Kepala Desa Terusan Lama, Fahrozi ketika disambangi dikediamanya, Selasa (19/8). Membenarkan adanya budaya membuat Lumpatan di desanya,
menurut Dia ini murni budaya turun-temurun dalam hal ini selaku pemerintahan tidak ikut dilibatkan.
“Ini murni budaya, jadi untuk membuat lumpatan itu berdasarkan kelompok-kelompok yang membuat, Uniknya untuk membuat lumpatan itu sudah ada kelompok turun-temurun, kalau ada orang baru yang mau
bergabung dalam pembuatan lumpatan harus mengikuti aturan yang didalam kelompok Tersebut.” terang Fahrozi.
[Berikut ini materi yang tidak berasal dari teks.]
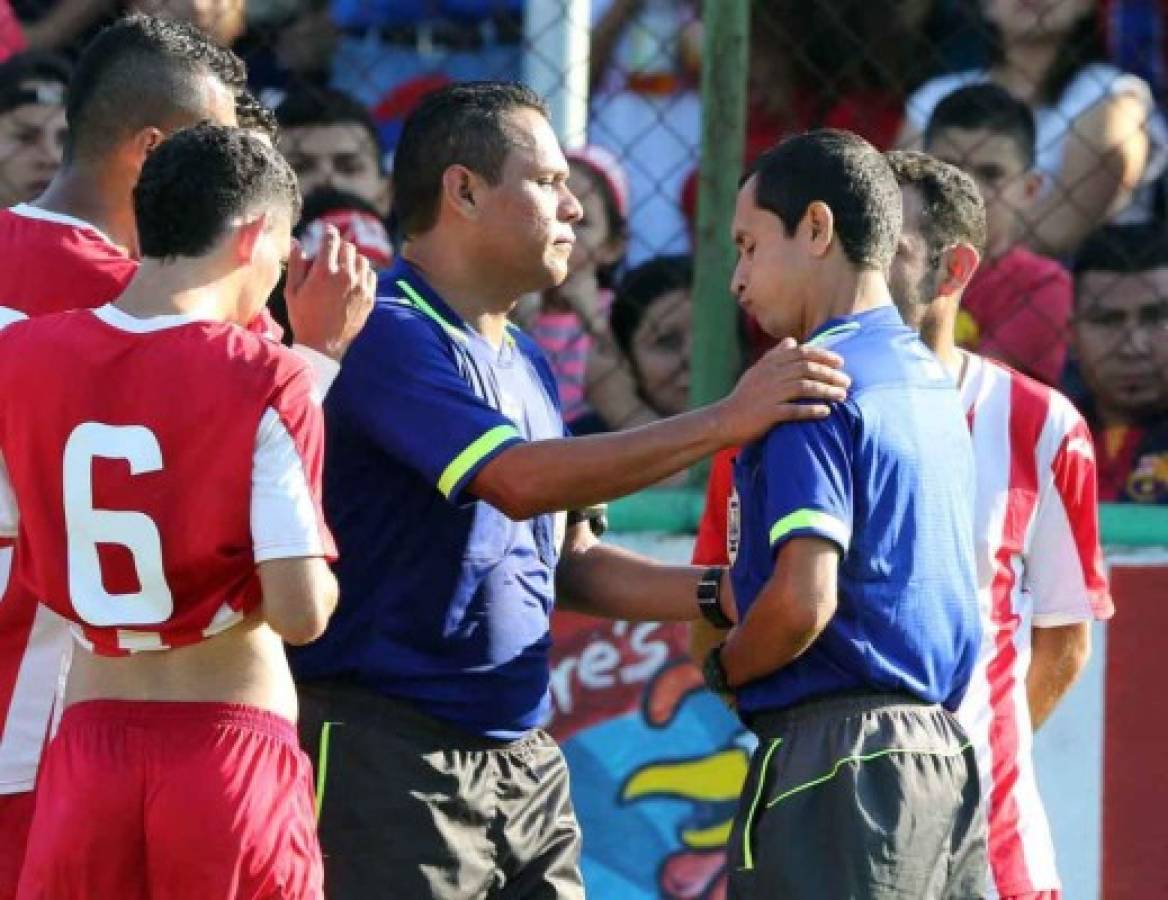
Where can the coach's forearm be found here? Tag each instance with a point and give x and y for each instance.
(1057, 657)
(611, 583)
(542, 476)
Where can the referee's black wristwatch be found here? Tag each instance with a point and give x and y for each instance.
(709, 598)
(714, 672)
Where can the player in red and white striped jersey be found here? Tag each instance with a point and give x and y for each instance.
(69, 249)
(165, 467)
(1040, 565)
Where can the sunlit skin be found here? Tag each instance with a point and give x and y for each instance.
(1120, 334)
(32, 141)
(340, 157)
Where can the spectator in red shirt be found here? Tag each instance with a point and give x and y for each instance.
(1017, 307)
(1121, 347)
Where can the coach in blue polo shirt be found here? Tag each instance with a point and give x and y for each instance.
(854, 572)
(445, 467)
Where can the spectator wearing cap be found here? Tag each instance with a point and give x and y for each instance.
(32, 124)
(1017, 307)
(572, 316)
(386, 43)
(1120, 337)
(331, 140)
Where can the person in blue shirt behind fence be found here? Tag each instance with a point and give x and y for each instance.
(446, 465)
(853, 563)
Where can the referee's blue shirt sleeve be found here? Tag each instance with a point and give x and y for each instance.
(401, 386)
(808, 480)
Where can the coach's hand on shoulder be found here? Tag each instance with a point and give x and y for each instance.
(791, 383)
(329, 297)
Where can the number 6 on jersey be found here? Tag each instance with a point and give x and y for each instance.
(136, 531)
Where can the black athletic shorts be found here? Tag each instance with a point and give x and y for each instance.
(867, 796)
(411, 808)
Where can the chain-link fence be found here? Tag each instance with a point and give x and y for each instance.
(1072, 144)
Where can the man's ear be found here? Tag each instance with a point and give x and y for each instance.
(144, 142)
(247, 238)
(463, 190)
(959, 264)
(819, 225)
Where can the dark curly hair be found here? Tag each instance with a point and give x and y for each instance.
(952, 209)
(138, 72)
(197, 181)
(458, 125)
(845, 172)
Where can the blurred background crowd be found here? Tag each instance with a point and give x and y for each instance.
(1054, 106)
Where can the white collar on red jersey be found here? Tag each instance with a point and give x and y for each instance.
(46, 215)
(123, 321)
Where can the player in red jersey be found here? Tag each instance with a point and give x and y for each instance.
(164, 471)
(71, 248)
(1040, 566)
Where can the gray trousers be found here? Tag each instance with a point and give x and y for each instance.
(860, 797)
(412, 808)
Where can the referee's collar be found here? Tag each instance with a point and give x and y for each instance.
(405, 281)
(842, 326)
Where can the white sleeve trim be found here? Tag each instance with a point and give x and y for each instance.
(9, 514)
(1055, 620)
(284, 522)
(325, 369)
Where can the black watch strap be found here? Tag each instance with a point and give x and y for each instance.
(709, 598)
(714, 672)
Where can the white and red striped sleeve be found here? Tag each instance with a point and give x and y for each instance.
(287, 518)
(1064, 570)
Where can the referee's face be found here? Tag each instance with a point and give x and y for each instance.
(526, 225)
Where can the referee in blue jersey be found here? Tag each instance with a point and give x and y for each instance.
(854, 570)
(445, 467)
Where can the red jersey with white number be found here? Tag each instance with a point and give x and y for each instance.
(154, 462)
(1038, 565)
(51, 263)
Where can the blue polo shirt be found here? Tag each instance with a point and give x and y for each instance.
(888, 478)
(444, 599)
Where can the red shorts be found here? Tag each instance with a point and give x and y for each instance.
(15, 817)
(173, 801)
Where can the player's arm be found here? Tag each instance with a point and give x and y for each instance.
(1064, 570)
(611, 583)
(290, 539)
(791, 611)
(1057, 657)
(534, 478)
(328, 300)
(299, 597)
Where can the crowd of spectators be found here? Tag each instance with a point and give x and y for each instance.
(1054, 106)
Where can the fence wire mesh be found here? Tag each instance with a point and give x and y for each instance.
(1080, 188)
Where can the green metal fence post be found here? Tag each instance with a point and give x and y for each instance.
(715, 357)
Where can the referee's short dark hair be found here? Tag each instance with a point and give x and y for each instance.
(457, 125)
(846, 173)
(138, 72)
(986, 107)
(201, 179)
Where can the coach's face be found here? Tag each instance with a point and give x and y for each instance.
(526, 225)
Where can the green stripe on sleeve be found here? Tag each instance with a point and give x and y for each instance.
(421, 304)
(827, 524)
(840, 329)
(473, 455)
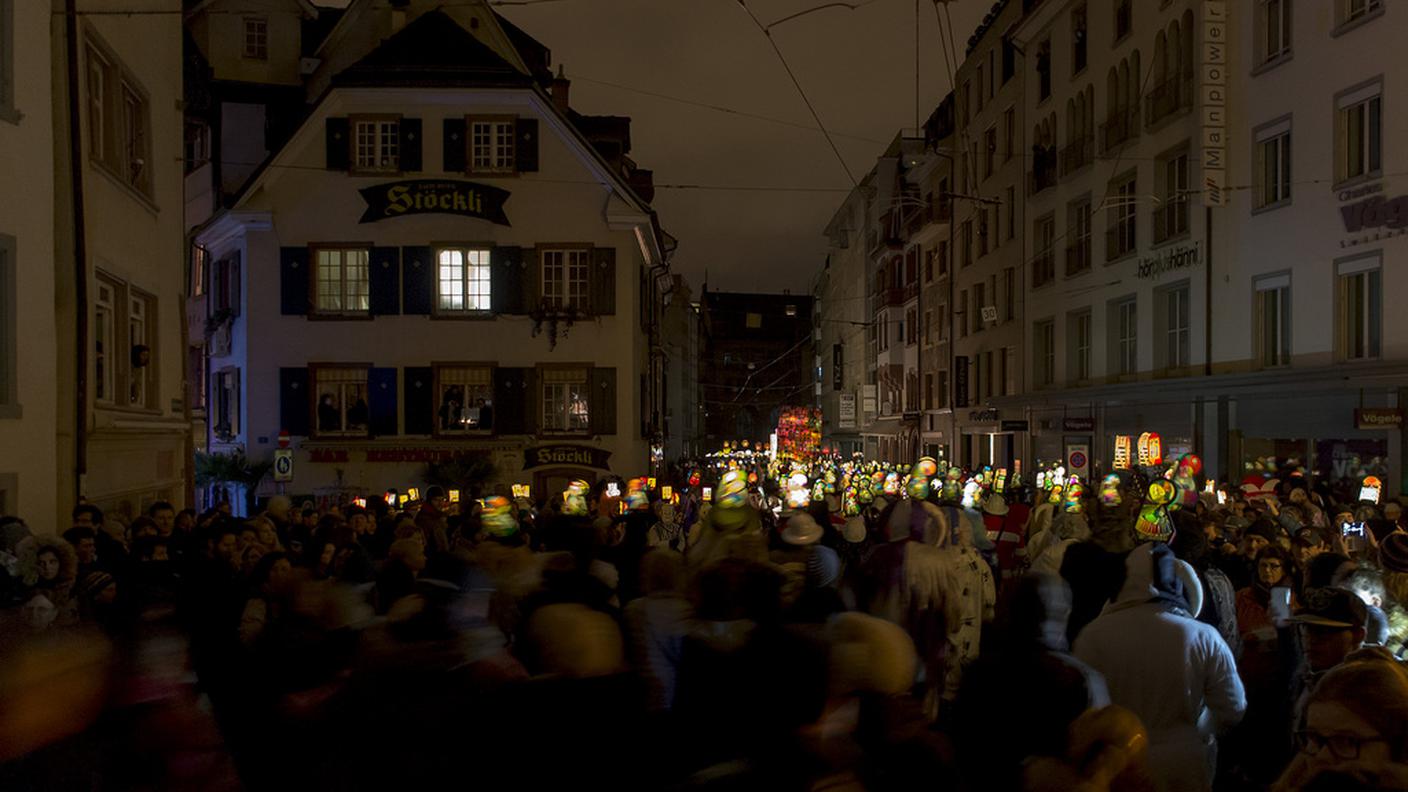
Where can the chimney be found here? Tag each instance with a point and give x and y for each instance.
(561, 86)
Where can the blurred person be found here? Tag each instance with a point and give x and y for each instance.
(1174, 672)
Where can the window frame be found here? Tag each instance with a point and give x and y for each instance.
(511, 169)
(542, 398)
(314, 272)
(1276, 283)
(379, 119)
(438, 369)
(1362, 95)
(1279, 133)
(487, 250)
(314, 398)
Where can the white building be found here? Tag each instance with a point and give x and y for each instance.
(444, 260)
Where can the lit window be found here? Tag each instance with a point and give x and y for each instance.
(565, 400)
(565, 278)
(462, 281)
(341, 409)
(342, 281)
(376, 144)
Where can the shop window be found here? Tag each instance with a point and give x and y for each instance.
(342, 283)
(1044, 358)
(1360, 317)
(462, 282)
(492, 145)
(1358, 133)
(1273, 164)
(565, 275)
(376, 144)
(1273, 320)
(465, 396)
(565, 400)
(341, 407)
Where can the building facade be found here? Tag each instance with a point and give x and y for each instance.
(442, 265)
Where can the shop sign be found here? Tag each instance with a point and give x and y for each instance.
(434, 196)
(1169, 260)
(846, 417)
(1379, 417)
(585, 455)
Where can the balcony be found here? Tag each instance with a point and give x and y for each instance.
(1120, 127)
(1169, 97)
(1077, 154)
(1077, 257)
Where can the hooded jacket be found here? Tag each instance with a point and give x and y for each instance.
(1172, 671)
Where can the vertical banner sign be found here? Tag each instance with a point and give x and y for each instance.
(1214, 109)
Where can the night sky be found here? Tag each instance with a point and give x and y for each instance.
(855, 65)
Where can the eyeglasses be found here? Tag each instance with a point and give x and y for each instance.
(1341, 746)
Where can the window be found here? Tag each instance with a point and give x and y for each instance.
(341, 409)
(1358, 133)
(492, 145)
(256, 38)
(1273, 320)
(1008, 134)
(565, 279)
(465, 396)
(1121, 217)
(565, 399)
(989, 150)
(1273, 30)
(1044, 267)
(7, 110)
(1077, 40)
(1124, 17)
(1044, 345)
(118, 120)
(462, 281)
(225, 388)
(1273, 165)
(1127, 337)
(104, 341)
(342, 281)
(376, 144)
(1008, 293)
(1077, 250)
(141, 326)
(1170, 219)
(1080, 333)
(9, 330)
(1176, 327)
(1360, 316)
(1352, 11)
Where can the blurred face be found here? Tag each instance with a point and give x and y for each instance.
(88, 550)
(48, 564)
(1336, 736)
(165, 520)
(1269, 571)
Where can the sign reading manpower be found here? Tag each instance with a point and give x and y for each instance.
(1214, 102)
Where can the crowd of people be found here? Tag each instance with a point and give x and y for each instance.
(746, 627)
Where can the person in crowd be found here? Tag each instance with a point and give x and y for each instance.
(1172, 671)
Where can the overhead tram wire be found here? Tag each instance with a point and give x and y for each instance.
(800, 92)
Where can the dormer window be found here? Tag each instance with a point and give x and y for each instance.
(256, 38)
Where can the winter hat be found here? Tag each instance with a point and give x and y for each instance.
(801, 529)
(822, 567)
(853, 530)
(1393, 553)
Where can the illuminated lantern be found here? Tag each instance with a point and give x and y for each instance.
(1151, 448)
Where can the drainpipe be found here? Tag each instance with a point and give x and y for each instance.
(79, 252)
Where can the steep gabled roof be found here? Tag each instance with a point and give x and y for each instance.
(432, 51)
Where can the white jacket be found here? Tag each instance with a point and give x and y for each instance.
(1172, 671)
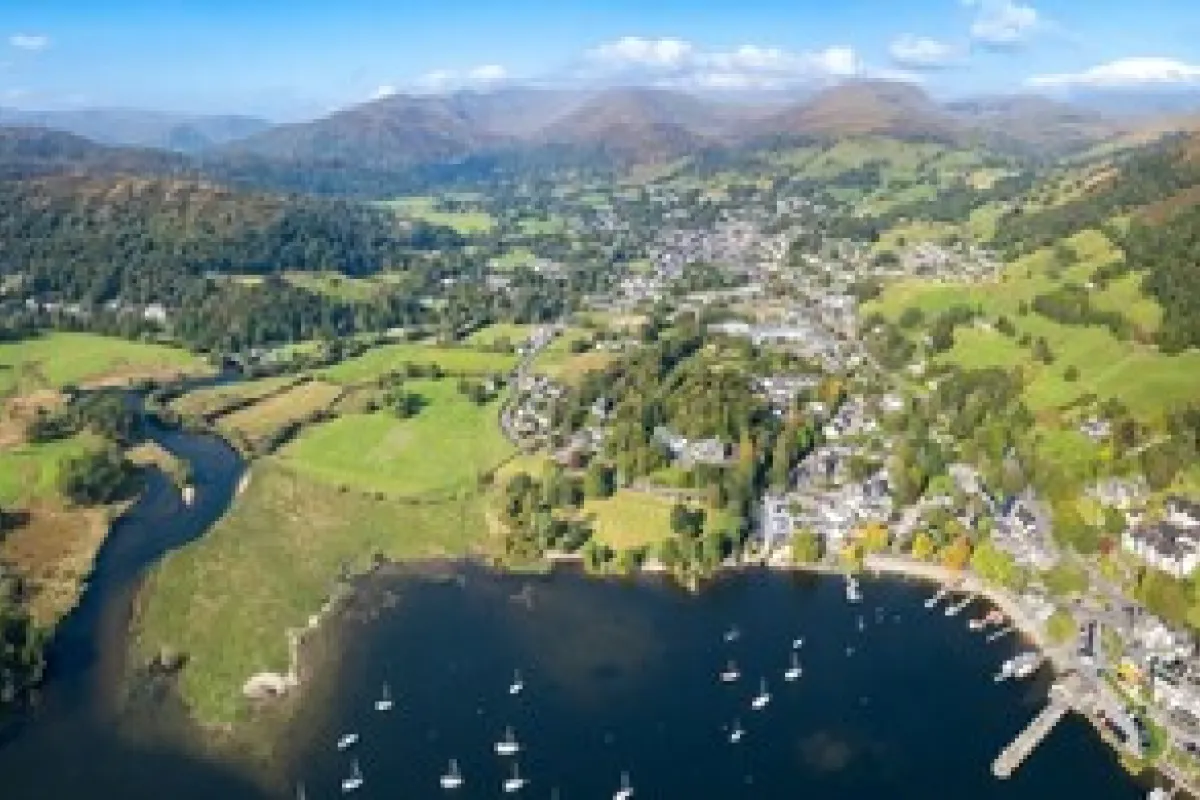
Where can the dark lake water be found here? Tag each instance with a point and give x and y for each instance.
(619, 677)
(623, 677)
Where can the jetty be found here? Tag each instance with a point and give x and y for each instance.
(1065, 696)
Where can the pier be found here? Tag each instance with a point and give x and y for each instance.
(1065, 696)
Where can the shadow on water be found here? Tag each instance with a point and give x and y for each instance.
(73, 743)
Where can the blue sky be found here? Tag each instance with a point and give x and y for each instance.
(297, 58)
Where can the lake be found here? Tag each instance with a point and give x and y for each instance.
(623, 677)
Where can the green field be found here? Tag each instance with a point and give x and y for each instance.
(30, 471)
(489, 336)
(261, 423)
(57, 360)
(390, 358)
(444, 449)
(425, 209)
(630, 519)
(219, 400)
(227, 599)
(1146, 380)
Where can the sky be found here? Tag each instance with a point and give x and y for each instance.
(292, 59)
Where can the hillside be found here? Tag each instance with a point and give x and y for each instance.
(1035, 125)
(31, 151)
(867, 108)
(141, 128)
(388, 133)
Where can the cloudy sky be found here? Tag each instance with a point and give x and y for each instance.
(295, 58)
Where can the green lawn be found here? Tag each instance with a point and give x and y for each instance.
(227, 599)
(424, 209)
(630, 519)
(389, 358)
(1146, 380)
(30, 471)
(217, 400)
(489, 336)
(445, 447)
(55, 360)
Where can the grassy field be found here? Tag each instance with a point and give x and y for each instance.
(60, 359)
(630, 519)
(261, 422)
(424, 208)
(227, 599)
(489, 336)
(390, 358)
(1146, 380)
(30, 471)
(219, 400)
(442, 450)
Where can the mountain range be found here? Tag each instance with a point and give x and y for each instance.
(621, 126)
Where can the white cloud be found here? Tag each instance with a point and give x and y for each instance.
(1002, 23)
(643, 52)
(489, 73)
(922, 53)
(31, 42)
(672, 62)
(1125, 73)
(439, 80)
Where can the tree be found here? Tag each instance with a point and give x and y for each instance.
(923, 546)
(957, 554)
(599, 481)
(874, 537)
(805, 547)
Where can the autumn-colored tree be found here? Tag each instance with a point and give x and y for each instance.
(923, 546)
(874, 536)
(957, 554)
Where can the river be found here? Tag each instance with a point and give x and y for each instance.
(619, 677)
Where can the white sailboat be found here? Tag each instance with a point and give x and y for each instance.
(453, 779)
(354, 782)
(509, 745)
(793, 672)
(627, 791)
(514, 783)
(762, 698)
(384, 703)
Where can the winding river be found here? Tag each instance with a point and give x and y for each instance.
(894, 701)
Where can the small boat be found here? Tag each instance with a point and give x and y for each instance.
(853, 593)
(514, 783)
(936, 599)
(1026, 663)
(795, 671)
(384, 703)
(627, 791)
(354, 782)
(509, 745)
(453, 779)
(762, 698)
(954, 611)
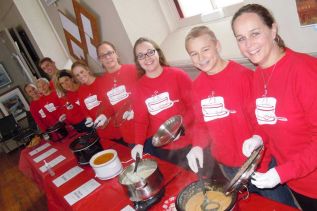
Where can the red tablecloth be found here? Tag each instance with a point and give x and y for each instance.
(111, 195)
(31, 169)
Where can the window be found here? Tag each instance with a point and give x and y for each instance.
(189, 8)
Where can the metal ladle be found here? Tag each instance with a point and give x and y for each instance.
(207, 205)
(137, 161)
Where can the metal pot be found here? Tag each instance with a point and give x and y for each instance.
(143, 184)
(227, 189)
(192, 196)
(169, 131)
(56, 132)
(85, 146)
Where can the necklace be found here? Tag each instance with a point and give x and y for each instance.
(266, 82)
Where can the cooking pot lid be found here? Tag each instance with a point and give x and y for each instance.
(83, 141)
(168, 131)
(245, 171)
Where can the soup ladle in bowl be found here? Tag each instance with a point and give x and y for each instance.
(207, 205)
(137, 161)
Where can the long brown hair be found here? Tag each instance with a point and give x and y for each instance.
(264, 14)
(162, 59)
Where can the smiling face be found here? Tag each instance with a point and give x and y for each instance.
(83, 75)
(43, 87)
(108, 57)
(148, 59)
(255, 39)
(49, 68)
(204, 53)
(66, 83)
(32, 91)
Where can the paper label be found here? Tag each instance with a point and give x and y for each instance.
(71, 173)
(44, 155)
(81, 192)
(52, 163)
(39, 149)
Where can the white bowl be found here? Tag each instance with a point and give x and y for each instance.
(108, 169)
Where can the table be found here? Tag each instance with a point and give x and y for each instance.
(110, 195)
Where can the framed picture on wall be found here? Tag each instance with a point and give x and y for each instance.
(4, 77)
(14, 102)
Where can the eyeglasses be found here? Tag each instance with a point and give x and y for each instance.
(149, 53)
(105, 55)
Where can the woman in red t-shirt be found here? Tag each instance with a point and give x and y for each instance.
(67, 89)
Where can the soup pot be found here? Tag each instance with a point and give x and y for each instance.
(143, 184)
(85, 146)
(222, 193)
(169, 131)
(192, 197)
(56, 132)
(106, 164)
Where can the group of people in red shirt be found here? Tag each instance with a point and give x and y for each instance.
(228, 109)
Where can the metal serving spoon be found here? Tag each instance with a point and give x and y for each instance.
(207, 205)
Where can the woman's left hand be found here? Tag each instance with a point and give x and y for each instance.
(270, 179)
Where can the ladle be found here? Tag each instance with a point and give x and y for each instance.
(137, 161)
(206, 203)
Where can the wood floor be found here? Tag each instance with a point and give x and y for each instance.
(18, 192)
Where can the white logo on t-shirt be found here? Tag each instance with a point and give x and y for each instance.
(91, 102)
(265, 111)
(159, 102)
(117, 94)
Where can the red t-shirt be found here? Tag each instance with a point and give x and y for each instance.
(157, 99)
(291, 124)
(118, 87)
(93, 103)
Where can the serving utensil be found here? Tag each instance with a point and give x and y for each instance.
(207, 203)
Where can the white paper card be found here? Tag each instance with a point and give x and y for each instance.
(128, 208)
(44, 155)
(82, 191)
(52, 163)
(67, 176)
(39, 149)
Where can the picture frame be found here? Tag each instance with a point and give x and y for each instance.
(307, 12)
(4, 77)
(13, 102)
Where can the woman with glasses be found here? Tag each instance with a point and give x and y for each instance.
(35, 105)
(119, 80)
(93, 103)
(161, 93)
(67, 88)
(222, 97)
(285, 91)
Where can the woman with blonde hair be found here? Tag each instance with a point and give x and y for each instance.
(161, 93)
(119, 81)
(92, 101)
(285, 90)
(67, 88)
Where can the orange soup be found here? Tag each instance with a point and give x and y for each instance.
(101, 159)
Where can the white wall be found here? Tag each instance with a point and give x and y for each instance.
(123, 21)
(41, 31)
(142, 18)
(303, 39)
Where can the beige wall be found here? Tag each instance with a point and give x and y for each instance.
(122, 22)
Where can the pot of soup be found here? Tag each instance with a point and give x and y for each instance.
(85, 146)
(191, 198)
(56, 132)
(143, 183)
(221, 195)
(106, 164)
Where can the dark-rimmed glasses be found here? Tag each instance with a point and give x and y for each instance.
(141, 56)
(105, 55)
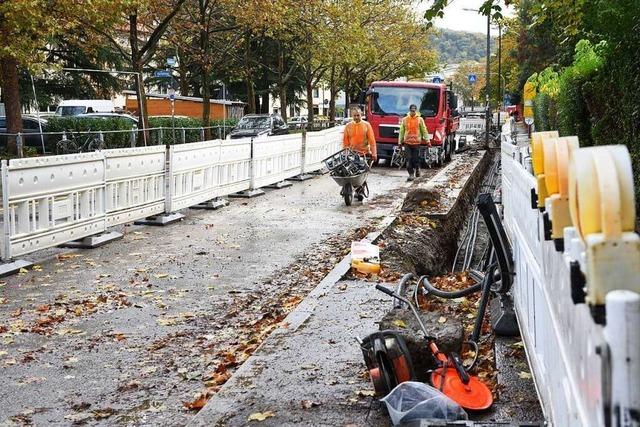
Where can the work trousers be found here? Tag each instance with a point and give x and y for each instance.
(412, 155)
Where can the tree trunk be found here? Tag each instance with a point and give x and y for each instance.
(309, 102)
(347, 99)
(143, 121)
(11, 95)
(251, 96)
(333, 92)
(182, 71)
(206, 103)
(282, 85)
(283, 100)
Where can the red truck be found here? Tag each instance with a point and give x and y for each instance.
(388, 102)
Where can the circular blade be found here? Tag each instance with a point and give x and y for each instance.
(475, 395)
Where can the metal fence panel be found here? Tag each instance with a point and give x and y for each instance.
(193, 177)
(320, 145)
(560, 337)
(51, 200)
(135, 183)
(234, 169)
(276, 158)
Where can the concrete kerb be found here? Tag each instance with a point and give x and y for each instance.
(295, 320)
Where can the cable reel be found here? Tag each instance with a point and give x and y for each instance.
(602, 208)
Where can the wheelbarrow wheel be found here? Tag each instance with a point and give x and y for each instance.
(347, 193)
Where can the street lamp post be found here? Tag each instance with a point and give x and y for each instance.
(488, 78)
(138, 87)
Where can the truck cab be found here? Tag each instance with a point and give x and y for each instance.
(388, 102)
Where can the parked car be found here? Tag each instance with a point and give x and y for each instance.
(30, 130)
(74, 107)
(298, 122)
(253, 125)
(121, 116)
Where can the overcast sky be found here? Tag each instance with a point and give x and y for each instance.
(456, 18)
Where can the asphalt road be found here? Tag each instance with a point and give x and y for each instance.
(128, 332)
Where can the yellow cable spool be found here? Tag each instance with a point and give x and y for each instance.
(550, 165)
(537, 155)
(601, 198)
(564, 147)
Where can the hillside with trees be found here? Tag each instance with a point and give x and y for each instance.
(454, 47)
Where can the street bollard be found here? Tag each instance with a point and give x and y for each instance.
(132, 137)
(623, 316)
(19, 144)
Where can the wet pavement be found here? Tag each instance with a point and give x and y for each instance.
(130, 332)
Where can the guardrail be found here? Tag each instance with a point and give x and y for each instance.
(52, 200)
(470, 125)
(586, 373)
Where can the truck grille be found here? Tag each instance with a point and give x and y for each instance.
(389, 131)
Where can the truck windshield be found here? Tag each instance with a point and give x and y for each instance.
(255, 122)
(70, 110)
(396, 100)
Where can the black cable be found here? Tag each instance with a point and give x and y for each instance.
(446, 294)
(400, 289)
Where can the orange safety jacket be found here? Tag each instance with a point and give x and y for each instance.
(360, 138)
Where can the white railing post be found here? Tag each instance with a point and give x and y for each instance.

Dikatakanya, budaya Lumpatan adalah asli budaya Empatlawang yang harus dilestarikan, karena itu memiliki nilai filosopi tersendiri. Dari budaya musyawarah, gotong-royong, kebersamaan dan kekeluargaan, menyatu dalam budaya Lumpatan.
“Banyak nilai yang terkandung dalam budaya lumpatan, dan ini asli budaya Empatlawang, sayangnya cuma Desa kami yang masih bertahan,itupun tidak lebih dari 4 kelompok yang tersisa,” imbuhnya.
Fahrozi berharap, ada kepedulian Pemkab Empatlawang terhadap budaya asli seperti ini, sehingga tidak punah, dan jika dapat dikelola dengan baik dapat menjadi daya pikat tersendiri bagi masyarakat luar Empatlawang untuk mengunjungi dan melihat langsung budaya Lumpatan.
“karena membuat Lumpatan ada waktu-waktu tertentu, tentu dapat dijadikan acara layaknya sebuah festival,” ucap Fahrozi.

Sementara, Kepala Dinas Kebudayaan dan Pariwisata Kabupaten Empatlawang, Hj. RR. Endang DS melalui kabid kebudayaan, Hartilinsi sangat mendukung pelestarin kebudayaan di Empatlawang, apalagi menyangkut dengan kebudayaan asli tentu pihaknya akan merespon sejauh mana perkembangan kebudayaan itu sendiri. Untuk budaya Lumpatan pihaknya akan bekerjasama dengan Pemerintahan Desa guna menggali lebih dalam budaya Lumpatan tersebut.
“Pemerintahan empatlawang dalam hal ini Disbudpar sangat mendukung pelestarian budaya di empatlawang termasuk budaya Lumpatan. Karena masih banyak sekali budaya yang belum tergali, peran serta masyarakat Saya harapakan untuk dapat menggalinya bersama-sama,” ujar Hartilinsi didampingi Kasibinabudaya, Sudiargo di Ruang tugasnya.

Dijelaskannya, untuk budaya Lumpatan ini nantinya akan dimasukkan kedalam program Pelestarian dan Aktualisasi Adat Budaya Daerah. “kedepannya nanti kita bisa menggundang wisatawan, bahwa inilah
Lumpatan salah satu ciri khas empatlawang yang terletak di desa Terusan Lama serta dengan adanya lumpatan ini bisa menjaga kelestarian lingkungan. Karna penangkapan ikan seperti ini tidak merusak ekosistem alam,” terangnya.